東洋経済オンライン / 2024年11月23日 10時30分

「コロナ前まで急成長、上場も目前だったが、コロナ禍でストップ。新しい投資もできなくなったことから、リブランディング事業に方向転換した。一方で、これまで事業を行う中で高齢化等さまざまな理由で個人店が消えていく現状を肌で感じてきた。日本の食のクオリティを守り、なおかつ世界に発信していきたいと考え、新たなプロジェクトを立ち上げた」(川俣氏)

プロジェクト名は「未来に残したい日本 継なぐプロジェクト」。その1号案件となったのがホームズパスタだった。たまたま、東京レストランツファクトリー代表取締役の渡邉仁氏も「大学の頃から通っていた」長年のファンだったという。

「名店ではオーナーやシェフの職人気質、こだわりの強さが品質を支えているが、反面それが障害となり、その品質が伝えられることなく消えてしまう。ホームズパスタも、例えばコンビニからのコラボ依頼など、企業からのさまざまなオファーがあったが、『味が再現できない』と、断ってきたと聞いている」(川俣氏)

その職人気質なオーナーシェフが、今回FC化の話を受けることにしたのは、誰もが自分の健康について考えることになった、「コロナ禍」というタイミングもあったのでは、と川俣氏は推測する。

また、東京レストランツファクトリーは高級和食の経験が長く幹部に職人も多いことから、味の再現が高いレベルで可能なことも、オーナーを口説き落とせた理由になっている。

川俣氏によると、オーナーシェフが考案した繊細な味わいの料理は、刻み方、和えるタイミング、火加減等で微妙な差異が生じるため、レシピ通りに作っても同じ味を再現することはほぼ不可能なのだという。
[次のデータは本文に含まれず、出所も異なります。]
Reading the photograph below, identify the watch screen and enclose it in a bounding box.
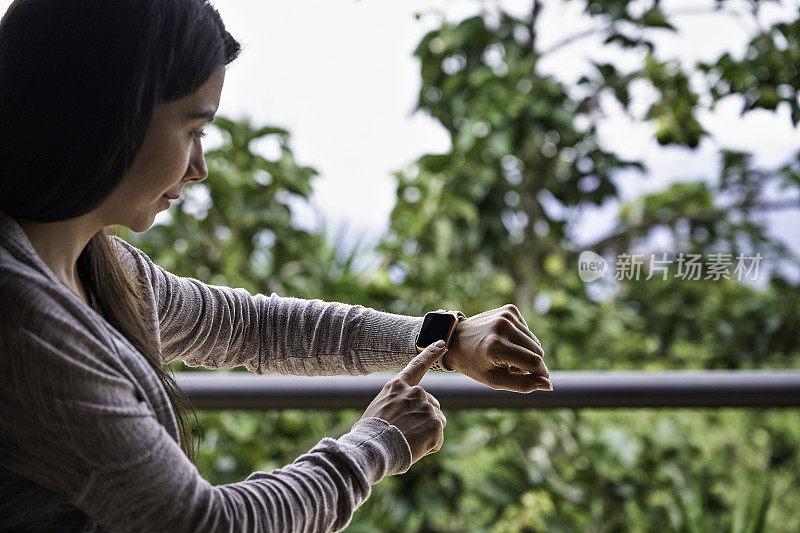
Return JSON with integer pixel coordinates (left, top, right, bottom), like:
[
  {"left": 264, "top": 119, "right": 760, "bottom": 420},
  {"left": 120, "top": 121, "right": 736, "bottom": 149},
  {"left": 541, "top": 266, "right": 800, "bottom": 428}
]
[{"left": 417, "top": 315, "right": 456, "bottom": 348}]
またその日の気温や湿度によって火加減を調整する必要もあるそうだ。

そのためスパゲッティのソースについてはFC店で再現するのは困難なため、セントラルキッチンで仕上げたものを使用。また火加減の感覚は人によってまちまちで、作る人によって味がぶれやすい。そこでFC店にはガスでなくIHを設置、材料を入れるプロセスに対し最適な温度を設定し、味の統一を図っているそうだ。

ニンニクの香りが押し寄せてくる「絶望のスパゲッティ」

このたび、渋谷では2店舗目となった東急プラザ店を訪ね、その実際について確かめてみた。店舗エントランスは商業施設のレストランフロアにしては珍しく、小さめで隠れ家的な雰囲気だ。もともとのビルに合わせたシックな内装だが、レンガ調の壁に1号店らしさを表現している。